Paper No. 2
Presentation Time: 1:45 PM
TECTONICALLY-DRIVEN DEEP VALLEY INCISION IN THE TERMINAL NEOPROTEROZOIC JOHNNIE FORMATION, EASTERN CALIFORNIA
Many terminal Neoproterozoic (Ediacaran) sedimentary successions contain stratigraphic evidence for glaciations (diamictite units and cap carbonates; e.g., Snowball Earth), as well as continental rifting (synsedimentary faulting and olistostrome shedding). Such events are represented in eastern California by the Kingston Peak Formation and Noonday Dolomite, which record evidence for glaciation, cap carbonates, and rifting. However, the overlying Johnnie Formation (ca. 580 Ma) contains pronounced incised valleys in the upper Rainstorm Member that have been attributed to either glacioeustatic drawdown or tectonic activity, implying that either eastern California is unique in recording three unequivocal glacial events or the tectonic evolution of the Cordilleran rifted margin is more complex than currently proposed. To distinguish between these models, we studied a spectacularly-exposed incised valley in the southern Nopah Range near Death Valley. We measured 11 stratigraphic sections and traced the lateral contacts of the incised valley and overlying Stirling Quartzite relative to the Johnnie oolite (a regional marker bed) to search for evidence of synsedimentary faulting or glaciogenic deposits.
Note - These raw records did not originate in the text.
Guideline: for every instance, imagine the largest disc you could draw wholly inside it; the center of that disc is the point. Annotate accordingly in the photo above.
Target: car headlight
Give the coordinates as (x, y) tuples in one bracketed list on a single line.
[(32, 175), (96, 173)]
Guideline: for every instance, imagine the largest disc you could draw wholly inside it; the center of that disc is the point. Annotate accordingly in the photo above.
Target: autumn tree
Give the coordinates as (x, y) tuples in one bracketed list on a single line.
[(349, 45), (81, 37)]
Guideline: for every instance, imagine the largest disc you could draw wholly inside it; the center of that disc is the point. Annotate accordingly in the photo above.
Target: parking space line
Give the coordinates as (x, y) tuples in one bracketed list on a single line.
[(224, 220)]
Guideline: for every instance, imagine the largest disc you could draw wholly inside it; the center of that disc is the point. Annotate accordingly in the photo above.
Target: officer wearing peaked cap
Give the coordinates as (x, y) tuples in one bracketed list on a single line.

The maximum depth of incision was ~120 m, cutting below the underlying Johnnie oolite at its deepest point. Valley incision correlates strongly to the presence of synsedimentary normal faults, which offset underlying strata but are draped by coarse valley fill deposits. Maximum observed fault displacement was 18 m, but the regions of greatest valley downcutting are covered. Large olistostromes (up to 10 m in size) occur in valley fill near syndepositional faults. Although it is difficult to disprove contemporaneous glacioeustatic drawdown, the abundance of syndepositional normal faulting in association with significant valley downcutting and the occurrence of large olistostromes apparently shed from fault scarps imply a major tectonic event and indicate that rifting of the southern Cordilleran margin was more protracted than previously thought.